Child marriage is a global crisis that demands urgent attention. Every year, an estimated 12 million girls are forced into marriage before they reach the age of 18. Boys are also affected, but to a lesser extent. This practice perpetuates poverty and inequality, and has devastating consequences for the health and well-being of children.
Thankfully, major organizations such as the United Nations and UNICEF are leading efforts to end child marriage by 2030. The Girls Not Brides partnership and Human Rights Watch campaign are also working to promote policy and legal reforms that protect girls and prevent child marriage.
Former First Lady Michelle Obama is drawing more attention to the issue today, sharing a shocking report on child marriage and calling the practice “one of the greatest threats to girls’ education and empowerment worldwide.”
Child marriage is one of the greatest threats to girls' education and empowerment worldwide—and an important new report from @UNICEF shows the challenges that remain to ending this practice. I hope you’ll take the time to read it: https://t.co/oJmZdEGSXy pic.twitter.com/WGLLgmWfWz
— Michelle Obama (@MichelleObama) May 9, 2023
Obama points to a UNICEF report that shocks with its very first statistic stating “an estimated 640 million girls and women alive today were married in childhood.”
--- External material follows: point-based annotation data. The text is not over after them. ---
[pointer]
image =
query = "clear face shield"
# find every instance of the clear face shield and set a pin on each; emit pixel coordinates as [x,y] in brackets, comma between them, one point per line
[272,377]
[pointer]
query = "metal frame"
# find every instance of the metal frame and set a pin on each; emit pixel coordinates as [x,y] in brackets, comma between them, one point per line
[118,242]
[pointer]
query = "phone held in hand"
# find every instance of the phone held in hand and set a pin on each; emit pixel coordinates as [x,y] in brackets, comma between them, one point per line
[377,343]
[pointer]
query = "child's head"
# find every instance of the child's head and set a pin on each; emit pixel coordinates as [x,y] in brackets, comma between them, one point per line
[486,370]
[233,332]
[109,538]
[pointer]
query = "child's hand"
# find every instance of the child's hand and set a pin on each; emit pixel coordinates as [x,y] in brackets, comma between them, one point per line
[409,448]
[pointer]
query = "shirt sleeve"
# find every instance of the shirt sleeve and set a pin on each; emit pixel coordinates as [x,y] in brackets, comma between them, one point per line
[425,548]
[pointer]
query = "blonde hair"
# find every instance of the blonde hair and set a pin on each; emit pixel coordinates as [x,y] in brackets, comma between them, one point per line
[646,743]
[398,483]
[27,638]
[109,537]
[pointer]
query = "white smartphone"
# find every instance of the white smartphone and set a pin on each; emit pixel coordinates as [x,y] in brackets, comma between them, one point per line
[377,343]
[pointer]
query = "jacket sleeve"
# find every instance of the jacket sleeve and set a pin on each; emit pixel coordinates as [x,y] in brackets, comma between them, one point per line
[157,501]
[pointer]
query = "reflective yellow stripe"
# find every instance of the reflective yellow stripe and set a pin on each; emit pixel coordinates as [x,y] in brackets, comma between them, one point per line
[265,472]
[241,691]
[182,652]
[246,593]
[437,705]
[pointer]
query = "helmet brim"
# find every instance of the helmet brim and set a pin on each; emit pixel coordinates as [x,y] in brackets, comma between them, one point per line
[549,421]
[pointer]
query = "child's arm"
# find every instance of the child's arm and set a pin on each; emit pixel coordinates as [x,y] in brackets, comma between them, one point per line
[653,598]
“Nearly half of child brides live in South Asia (45 per cent) with the next largest share in sub-Saharan Africa (20 per cent),” the report says, “followed by East Asia and the Pacific (15 per cent) and Latin America and the Caribbean (9 per cent).”
And about that established goal of ending child marriage by 2030, UNICEF says “progress would need to be nearly 20 times faster to reach the target of ending child marriage by 2030.”